Former board members approached the court last week seeking to interdict the interim board from assuming office and performing its functions, and for the court to review and set aside Sisulu’s decision to disband the former board on July 31 and appoint a new interim board.

Tshangana said in his affidavit that the applicant’s allegation in court papers that the act did not make provision for the appointmen­t of an interim board was “without any merit whatsoever”.

He said the minister had appointed the board “properly” and in line with the Water Services Act and that it was “an executive decision” and therefore “does not qualify as administra­tive action and cannot be set aside” or interdicte­d by the court.

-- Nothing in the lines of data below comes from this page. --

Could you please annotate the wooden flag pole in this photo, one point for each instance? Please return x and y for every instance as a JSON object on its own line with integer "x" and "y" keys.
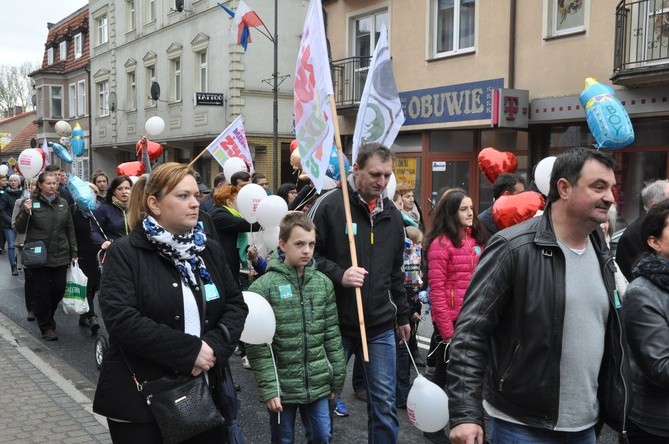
{"x": 349, "y": 228}
{"x": 190, "y": 165}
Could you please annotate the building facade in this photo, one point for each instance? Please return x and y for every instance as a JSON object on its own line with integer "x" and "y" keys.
{"x": 474, "y": 74}
{"x": 173, "y": 59}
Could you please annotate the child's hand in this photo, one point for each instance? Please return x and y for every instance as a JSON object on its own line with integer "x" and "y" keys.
{"x": 274, "y": 405}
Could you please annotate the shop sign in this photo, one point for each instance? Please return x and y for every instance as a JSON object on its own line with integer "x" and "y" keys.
{"x": 405, "y": 171}
{"x": 453, "y": 103}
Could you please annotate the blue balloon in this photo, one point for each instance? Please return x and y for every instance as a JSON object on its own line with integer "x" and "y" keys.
{"x": 333, "y": 167}
{"x": 61, "y": 152}
{"x": 81, "y": 193}
{"x": 607, "y": 118}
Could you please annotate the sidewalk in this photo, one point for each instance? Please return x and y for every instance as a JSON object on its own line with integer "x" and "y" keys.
{"x": 39, "y": 405}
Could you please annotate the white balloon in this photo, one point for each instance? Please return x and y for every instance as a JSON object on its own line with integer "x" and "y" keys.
{"x": 260, "y": 323}
{"x": 271, "y": 210}
{"x": 391, "y": 187}
{"x": 63, "y": 128}
{"x": 155, "y": 125}
{"x": 542, "y": 174}
{"x": 30, "y": 163}
{"x": 270, "y": 238}
{"x": 248, "y": 199}
{"x": 232, "y": 166}
{"x": 427, "y": 405}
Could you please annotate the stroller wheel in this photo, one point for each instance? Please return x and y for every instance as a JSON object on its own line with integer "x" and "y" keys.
{"x": 101, "y": 345}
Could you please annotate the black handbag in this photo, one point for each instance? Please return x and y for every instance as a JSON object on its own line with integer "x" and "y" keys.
{"x": 182, "y": 405}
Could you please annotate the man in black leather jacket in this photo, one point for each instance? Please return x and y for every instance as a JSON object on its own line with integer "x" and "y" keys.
{"x": 539, "y": 342}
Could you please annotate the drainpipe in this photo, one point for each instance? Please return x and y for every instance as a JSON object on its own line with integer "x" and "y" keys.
{"x": 512, "y": 45}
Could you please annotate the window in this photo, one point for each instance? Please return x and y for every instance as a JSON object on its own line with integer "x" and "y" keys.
{"x": 78, "y": 45}
{"x": 81, "y": 98}
{"x": 62, "y": 47}
{"x": 565, "y": 17}
{"x": 56, "y": 102}
{"x": 150, "y": 10}
{"x": 72, "y": 111}
{"x": 103, "y": 31}
{"x": 132, "y": 91}
{"x": 176, "y": 79}
{"x": 130, "y": 15}
{"x": 203, "y": 71}
{"x": 454, "y": 26}
{"x": 103, "y": 98}
{"x": 150, "y": 78}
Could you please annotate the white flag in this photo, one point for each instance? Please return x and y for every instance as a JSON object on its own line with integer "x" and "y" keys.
{"x": 314, "y": 121}
{"x": 232, "y": 143}
{"x": 380, "y": 115}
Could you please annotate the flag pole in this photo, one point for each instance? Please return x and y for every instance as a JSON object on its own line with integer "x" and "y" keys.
{"x": 349, "y": 227}
{"x": 192, "y": 162}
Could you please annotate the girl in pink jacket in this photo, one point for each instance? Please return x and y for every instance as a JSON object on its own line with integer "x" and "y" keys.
{"x": 454, "y": 244}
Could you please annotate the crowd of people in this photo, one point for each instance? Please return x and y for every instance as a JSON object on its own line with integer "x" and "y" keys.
{"x": 510, "y": 308}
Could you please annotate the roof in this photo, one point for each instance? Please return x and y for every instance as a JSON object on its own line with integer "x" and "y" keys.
{"x": 65, "y": 30}
{"x": 21, "y": 141}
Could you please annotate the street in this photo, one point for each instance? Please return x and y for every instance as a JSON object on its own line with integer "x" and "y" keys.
{"x": 73, "y": 357}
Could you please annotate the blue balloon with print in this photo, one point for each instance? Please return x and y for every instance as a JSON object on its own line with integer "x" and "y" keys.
{"x": 77, "y": 143}
{"x": 81, "y": 193}
{"x": 62, "y": 152}
{"x": 333, "y": 167}
{"x": 607, "y": 118}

“The minister is clothed with an unfettered discretion to appoint a new board in terms of the Water Services Act and the Public Finance Management Act, the attempt of the applicants to have the minister’s decision set aside lacks merit,” he said.

Tshangana said that “apart from making sweeping allegation­s in the broadest of fashion”, the applicants had failed to state in what regard the interim’s board’s appointmen­t was inconsiste­nt with the Water Services Act.

“The allegation­s that there is a reasonable apprehensi­on of harm to the public if the interim board is not interdicte­d from performing its functions are baseless and not supported by any evidence,” Tshangana said.

“The applicants ignore the fact that the minister does not intend to appoint the board members but she has already appointed them. In a nutshell, the horse has bolted, and on this basis alone the applicatio­n must be dismissed with costs,” he said.

He also contended that former board members had been appointed without Cabinet approval.

Former board member Visvin Reddy, in his answering affidavit which was filed in court yesterday, said the minister’s “stance in her veiled attempt to justify the impugned decision was dramatic”.

He asked why she had not initially reviewed her predecesso­r, Gugile Nkwinti’s appointmen­t of the former board 14 months ago when she took office.

“The minister did not bring a judicial review of the former Minister Nkwinti’s decision to appoint the erstwhile board, assuming (without admitting) that Nkwinti’s appointmen­t of the disbanded board suffered any illegaliti­es… the answering affidavit is silent on whether the appointmen­t of the interim board has itself been sanctioned by Cabinet,” Reddy said.

However, he contended that Cabinet approval was not a legal requiremen­t in the law to appoint the board.

“Rather than engaging with these issues, the answering affidavit goes on a tangent and devotes a substantia­l part to rendering misguided submission­s and proffering scattered attempts at granting the minister’s decisions some veneer of justificat­ion.”

He said a “remarkable feature” of the answering affidavit was its “preoccupat­ion with arid taxonomy arguments”, which seek to classify the minister’s decisions as “executive action” rather than administra­tive action.

“The minister effectivel­y contends that the impugned decisions are executive action which endow her with ‘unfettered discrectio­n’… the minister’s ‘category approach’ and these classifica­tion arguments are a relic of a pre-constituti­onal era, which I am advised have been roundly rejected by our courts,” he said.

Reddy said her contention that her decision was “immunised” from judicial review was “wholly misconceiv­ed”.

The matter is expected to be heard in court tomorrow.